Fibrosis is the formation of scar tissue as part of the natural repair process of the body following tissue damage. Idiopathic pulmonary fibrosis consists of a chronic inflammation (a response of the body to the injury caused to the tissue) and progressive formation of fibrous tissue in the walls of the small chambers containing air in the lungs (alveoli). Since the injury causing these changes is unknown, it is called idiopathic. The progressive formation of scars impairs the normal functions of lung tissue, which are to enable exchange of oxygen and carbon dioxide between air and blood. The symptoms developed are persistent cough, progressive severe shortness of breath and recurrent lung infections.
Idiopathic pulmonary fibrosis is a chronically debilitating and life threatening disease due to the progression of symptoms, severe respiratory complications and short life expectancy.

At the time of designation, idiopathic pulmonary fibrosis affected between 0.6 and 2.4 in 10,000 people in the European Union (EU)*. This is equivalent to a total of between 28,000 and 110,000 people, and is below the threshold for orphan designation, which is 5 people in 10,000. This is based on the information provided by the sponsor and knowledge of the Committee for Orphan Medicinal Products (COMP).

*Disclaimer: For the purpose of the designation, the number of patients affected by the condition is estimated and assessed based on data from the European Union (EU 25), Norway, Iceland and Lichtenstein. This represents a population of 459,700,000 (Eurostat 2004).

No satisfactory methods exist that were authorised at the time of application. Only symptomatic treatments to reduce the inflammation were used (corticosteroids and medicinal products that suppress the immune system) or for some patients lung transplantation was performed.

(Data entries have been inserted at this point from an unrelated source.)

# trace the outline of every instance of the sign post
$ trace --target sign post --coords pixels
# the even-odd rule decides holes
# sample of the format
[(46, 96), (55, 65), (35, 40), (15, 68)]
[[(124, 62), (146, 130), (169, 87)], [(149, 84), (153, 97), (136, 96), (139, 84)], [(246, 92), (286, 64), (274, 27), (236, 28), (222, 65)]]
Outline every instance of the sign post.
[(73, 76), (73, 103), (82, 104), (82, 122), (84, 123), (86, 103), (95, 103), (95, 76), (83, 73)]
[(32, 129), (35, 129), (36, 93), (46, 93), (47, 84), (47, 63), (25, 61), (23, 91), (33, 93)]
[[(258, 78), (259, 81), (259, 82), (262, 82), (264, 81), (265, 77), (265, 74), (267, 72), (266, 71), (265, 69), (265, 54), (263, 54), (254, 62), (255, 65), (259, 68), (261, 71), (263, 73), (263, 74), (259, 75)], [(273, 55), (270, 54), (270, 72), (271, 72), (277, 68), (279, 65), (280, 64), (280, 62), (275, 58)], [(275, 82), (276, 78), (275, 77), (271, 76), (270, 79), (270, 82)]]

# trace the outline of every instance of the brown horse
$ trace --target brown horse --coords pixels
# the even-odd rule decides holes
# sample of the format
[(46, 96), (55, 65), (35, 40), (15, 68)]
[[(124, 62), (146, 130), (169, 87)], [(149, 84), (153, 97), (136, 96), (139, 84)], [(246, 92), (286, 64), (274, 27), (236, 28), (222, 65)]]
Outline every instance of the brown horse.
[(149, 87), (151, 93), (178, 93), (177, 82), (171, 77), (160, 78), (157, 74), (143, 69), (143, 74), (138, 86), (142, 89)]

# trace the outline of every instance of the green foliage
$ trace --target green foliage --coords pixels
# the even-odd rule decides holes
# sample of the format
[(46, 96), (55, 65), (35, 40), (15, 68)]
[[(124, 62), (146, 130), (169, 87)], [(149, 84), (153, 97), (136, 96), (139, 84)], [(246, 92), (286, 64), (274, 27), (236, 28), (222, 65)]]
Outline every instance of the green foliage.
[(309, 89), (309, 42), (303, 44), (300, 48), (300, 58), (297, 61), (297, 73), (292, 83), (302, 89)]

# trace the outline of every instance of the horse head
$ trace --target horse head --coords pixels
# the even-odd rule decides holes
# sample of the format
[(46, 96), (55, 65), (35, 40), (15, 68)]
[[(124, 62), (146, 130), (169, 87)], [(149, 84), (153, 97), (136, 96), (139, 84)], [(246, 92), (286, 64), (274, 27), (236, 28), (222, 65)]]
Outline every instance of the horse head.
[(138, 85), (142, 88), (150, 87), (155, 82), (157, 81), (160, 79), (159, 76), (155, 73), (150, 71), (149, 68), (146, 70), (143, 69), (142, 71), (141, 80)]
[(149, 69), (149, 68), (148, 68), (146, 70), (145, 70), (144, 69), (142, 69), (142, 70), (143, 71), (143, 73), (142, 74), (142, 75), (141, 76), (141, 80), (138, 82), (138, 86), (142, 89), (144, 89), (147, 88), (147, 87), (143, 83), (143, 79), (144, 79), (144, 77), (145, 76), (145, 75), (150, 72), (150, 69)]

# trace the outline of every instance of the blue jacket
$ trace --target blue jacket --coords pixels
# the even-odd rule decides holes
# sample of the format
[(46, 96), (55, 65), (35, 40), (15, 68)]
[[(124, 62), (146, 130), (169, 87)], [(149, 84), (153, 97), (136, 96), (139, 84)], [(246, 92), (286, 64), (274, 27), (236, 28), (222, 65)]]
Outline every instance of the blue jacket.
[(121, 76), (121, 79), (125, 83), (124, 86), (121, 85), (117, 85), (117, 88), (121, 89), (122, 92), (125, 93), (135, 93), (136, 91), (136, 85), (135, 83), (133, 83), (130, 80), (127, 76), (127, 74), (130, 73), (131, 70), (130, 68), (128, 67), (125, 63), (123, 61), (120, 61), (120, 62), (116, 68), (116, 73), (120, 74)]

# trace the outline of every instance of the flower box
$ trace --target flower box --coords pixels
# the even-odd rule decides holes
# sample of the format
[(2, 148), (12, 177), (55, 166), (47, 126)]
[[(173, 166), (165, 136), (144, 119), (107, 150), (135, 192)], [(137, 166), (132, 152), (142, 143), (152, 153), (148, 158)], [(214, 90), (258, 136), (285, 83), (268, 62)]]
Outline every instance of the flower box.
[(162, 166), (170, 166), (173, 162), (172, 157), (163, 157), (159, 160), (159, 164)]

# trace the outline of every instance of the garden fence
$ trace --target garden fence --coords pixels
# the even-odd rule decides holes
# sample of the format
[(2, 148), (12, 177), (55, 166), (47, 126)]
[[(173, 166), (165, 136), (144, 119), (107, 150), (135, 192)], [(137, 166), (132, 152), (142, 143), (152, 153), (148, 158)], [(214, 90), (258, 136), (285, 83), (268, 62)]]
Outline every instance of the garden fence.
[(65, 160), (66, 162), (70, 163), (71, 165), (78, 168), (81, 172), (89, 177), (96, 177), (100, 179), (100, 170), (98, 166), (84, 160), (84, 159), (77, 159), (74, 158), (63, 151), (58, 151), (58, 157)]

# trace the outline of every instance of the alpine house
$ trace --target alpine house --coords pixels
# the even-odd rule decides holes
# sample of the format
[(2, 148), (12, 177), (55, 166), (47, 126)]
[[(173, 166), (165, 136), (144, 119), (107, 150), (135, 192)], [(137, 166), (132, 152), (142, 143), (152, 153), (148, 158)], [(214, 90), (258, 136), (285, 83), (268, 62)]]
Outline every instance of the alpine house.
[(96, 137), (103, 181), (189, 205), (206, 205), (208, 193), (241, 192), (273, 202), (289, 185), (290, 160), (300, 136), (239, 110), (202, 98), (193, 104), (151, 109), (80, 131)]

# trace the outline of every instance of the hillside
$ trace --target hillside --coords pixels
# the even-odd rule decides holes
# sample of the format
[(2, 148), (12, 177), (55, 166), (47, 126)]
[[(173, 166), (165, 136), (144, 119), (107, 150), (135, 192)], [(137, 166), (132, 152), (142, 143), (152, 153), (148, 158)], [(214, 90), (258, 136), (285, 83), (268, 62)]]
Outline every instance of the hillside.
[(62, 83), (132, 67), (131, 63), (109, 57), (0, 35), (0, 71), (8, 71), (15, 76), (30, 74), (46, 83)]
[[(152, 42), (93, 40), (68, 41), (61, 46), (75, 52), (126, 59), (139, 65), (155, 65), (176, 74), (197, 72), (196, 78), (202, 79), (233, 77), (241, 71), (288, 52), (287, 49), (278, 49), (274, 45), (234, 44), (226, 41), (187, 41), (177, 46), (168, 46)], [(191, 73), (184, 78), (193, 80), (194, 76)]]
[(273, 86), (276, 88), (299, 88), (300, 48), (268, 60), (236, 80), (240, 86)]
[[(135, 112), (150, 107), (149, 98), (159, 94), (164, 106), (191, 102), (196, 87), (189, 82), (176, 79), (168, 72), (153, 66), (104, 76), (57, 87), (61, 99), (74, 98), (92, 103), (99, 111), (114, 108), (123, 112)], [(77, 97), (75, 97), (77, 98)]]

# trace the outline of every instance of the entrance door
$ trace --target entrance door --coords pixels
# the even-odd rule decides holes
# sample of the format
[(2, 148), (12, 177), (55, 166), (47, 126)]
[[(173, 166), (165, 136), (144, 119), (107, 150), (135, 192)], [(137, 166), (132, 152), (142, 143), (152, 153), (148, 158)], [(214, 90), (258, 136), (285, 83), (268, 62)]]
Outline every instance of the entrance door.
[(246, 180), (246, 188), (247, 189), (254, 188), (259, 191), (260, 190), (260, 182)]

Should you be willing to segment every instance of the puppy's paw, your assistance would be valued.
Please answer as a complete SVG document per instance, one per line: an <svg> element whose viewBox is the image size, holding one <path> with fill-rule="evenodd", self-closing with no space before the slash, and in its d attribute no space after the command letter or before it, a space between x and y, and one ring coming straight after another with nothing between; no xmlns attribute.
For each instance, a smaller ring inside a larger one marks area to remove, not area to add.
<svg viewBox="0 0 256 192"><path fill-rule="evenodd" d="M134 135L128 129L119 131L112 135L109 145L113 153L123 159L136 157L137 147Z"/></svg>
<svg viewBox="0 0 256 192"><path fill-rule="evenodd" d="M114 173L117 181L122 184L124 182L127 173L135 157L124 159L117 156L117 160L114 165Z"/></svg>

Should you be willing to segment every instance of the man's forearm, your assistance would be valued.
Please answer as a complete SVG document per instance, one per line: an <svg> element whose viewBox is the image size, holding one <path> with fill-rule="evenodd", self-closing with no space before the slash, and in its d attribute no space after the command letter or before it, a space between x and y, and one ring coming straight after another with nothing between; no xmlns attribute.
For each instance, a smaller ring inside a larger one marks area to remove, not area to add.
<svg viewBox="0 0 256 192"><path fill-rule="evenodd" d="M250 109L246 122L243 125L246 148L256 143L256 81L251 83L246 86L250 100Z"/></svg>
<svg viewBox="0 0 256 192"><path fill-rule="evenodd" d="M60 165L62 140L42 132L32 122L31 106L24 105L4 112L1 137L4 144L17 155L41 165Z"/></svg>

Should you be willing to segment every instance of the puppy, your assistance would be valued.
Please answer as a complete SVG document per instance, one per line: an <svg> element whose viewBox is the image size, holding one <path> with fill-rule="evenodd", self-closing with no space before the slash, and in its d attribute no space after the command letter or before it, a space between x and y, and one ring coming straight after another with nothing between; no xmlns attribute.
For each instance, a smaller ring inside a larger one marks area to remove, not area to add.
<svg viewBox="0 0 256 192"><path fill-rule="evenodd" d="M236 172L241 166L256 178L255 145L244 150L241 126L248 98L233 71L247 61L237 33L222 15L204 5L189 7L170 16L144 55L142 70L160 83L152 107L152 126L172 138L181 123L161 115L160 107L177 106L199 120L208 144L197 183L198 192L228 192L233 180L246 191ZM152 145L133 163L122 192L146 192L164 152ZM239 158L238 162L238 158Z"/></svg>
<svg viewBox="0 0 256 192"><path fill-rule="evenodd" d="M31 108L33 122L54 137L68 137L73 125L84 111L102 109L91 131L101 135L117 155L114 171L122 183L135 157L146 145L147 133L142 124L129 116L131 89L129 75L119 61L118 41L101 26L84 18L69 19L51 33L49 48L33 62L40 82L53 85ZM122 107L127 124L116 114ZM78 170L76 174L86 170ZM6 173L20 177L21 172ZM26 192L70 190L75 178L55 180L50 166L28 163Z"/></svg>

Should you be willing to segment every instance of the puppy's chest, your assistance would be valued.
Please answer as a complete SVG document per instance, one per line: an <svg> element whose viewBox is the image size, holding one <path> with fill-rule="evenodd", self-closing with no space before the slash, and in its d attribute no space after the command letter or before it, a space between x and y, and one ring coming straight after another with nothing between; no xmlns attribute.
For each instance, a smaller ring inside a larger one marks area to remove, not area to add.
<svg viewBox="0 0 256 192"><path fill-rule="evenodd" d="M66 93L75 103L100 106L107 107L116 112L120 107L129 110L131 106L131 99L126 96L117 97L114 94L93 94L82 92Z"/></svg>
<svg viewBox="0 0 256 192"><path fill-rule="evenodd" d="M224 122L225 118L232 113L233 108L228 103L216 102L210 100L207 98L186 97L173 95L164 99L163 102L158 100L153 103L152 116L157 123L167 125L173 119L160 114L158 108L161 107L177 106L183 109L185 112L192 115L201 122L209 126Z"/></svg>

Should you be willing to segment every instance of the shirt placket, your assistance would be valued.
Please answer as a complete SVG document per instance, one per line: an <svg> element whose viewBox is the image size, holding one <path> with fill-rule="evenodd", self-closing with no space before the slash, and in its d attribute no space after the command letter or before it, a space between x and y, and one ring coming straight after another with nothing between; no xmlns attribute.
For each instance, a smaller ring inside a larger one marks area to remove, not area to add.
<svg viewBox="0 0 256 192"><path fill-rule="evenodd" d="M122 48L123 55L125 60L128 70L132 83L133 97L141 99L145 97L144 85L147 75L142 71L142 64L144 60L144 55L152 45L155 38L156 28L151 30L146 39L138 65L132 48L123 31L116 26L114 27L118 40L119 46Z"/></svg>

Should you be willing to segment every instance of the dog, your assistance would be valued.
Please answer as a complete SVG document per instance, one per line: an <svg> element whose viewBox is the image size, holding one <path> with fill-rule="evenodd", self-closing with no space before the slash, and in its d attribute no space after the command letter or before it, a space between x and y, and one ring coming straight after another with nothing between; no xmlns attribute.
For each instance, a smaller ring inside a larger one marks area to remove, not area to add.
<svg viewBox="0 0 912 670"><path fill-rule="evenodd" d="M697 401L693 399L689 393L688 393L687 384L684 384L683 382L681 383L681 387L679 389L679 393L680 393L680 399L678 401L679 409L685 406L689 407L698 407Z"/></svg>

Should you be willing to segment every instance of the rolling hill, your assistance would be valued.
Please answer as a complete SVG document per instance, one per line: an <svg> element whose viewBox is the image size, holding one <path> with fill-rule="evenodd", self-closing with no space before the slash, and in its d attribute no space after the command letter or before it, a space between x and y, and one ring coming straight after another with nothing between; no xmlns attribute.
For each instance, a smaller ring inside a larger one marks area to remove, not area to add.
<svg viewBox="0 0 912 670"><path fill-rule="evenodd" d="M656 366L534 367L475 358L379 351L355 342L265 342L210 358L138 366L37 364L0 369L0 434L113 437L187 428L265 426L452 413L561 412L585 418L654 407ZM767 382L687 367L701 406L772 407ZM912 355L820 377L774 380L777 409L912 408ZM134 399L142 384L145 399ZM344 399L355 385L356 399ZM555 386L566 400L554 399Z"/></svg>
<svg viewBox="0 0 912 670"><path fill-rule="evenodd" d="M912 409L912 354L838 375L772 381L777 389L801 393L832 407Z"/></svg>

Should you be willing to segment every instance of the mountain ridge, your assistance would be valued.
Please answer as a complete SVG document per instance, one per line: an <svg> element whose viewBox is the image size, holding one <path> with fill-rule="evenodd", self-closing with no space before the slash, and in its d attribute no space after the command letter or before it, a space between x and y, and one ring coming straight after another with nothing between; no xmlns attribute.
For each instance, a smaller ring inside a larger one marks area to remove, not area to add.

Scar formation (fibrosis) is regulated by several substances produced in the body during the inflammation that precedes fibrosis. Although the exact mechanism of scar formation (fibrosis) in idiopathic pulmonary fibrosis is not well understood, some substances such as free radicals (a chemically active molecular fragment which can damage the large molecules within cells) might play a role in the scar formation. Another substance, the so-called reduced glutathione, act against those free radicals. Acetylcysteine might stimulate the synthesis of reduced glutathione and thereby might help to prevent the formation of the fibrosis.

The effects of acetylcysteine were evaluated in experimental models.
At the time of submission of the application for orphan designation, clinical trials in patients with idiopathic pulmonary fibrosis were completed.
Acetylcysteine was not marketed anywhere worldwide for the treatment of idiopathic pulmonary fibrosis or designated as orphan medicinal product elsewhere for this condition, at the time of submission.
According to Regulation (EC) No 141/2000 of 16 December 1999, the Committee for Orphan Medicinal Products (COMP) adopted on 8 December 2004 a positive opinion recommending the grant of the above-mentioned designation.

• the seriousness of the condition;
• the existence of alternative methods of diagnosis, prevention or treatment;
• either the rarity of the condition (affecting not more than 5 in 10,000 people in the Community) or insufficient returns on investment.

Designated orphan medicinal products are products that are still under investigation and are considered for orphan designation on the basis of potential activity. An orphan designation is not a marketing authorisation. As a consequence, demonstration of quality, safety and efficacy is necessary before a product can be granted a marketing authorisation.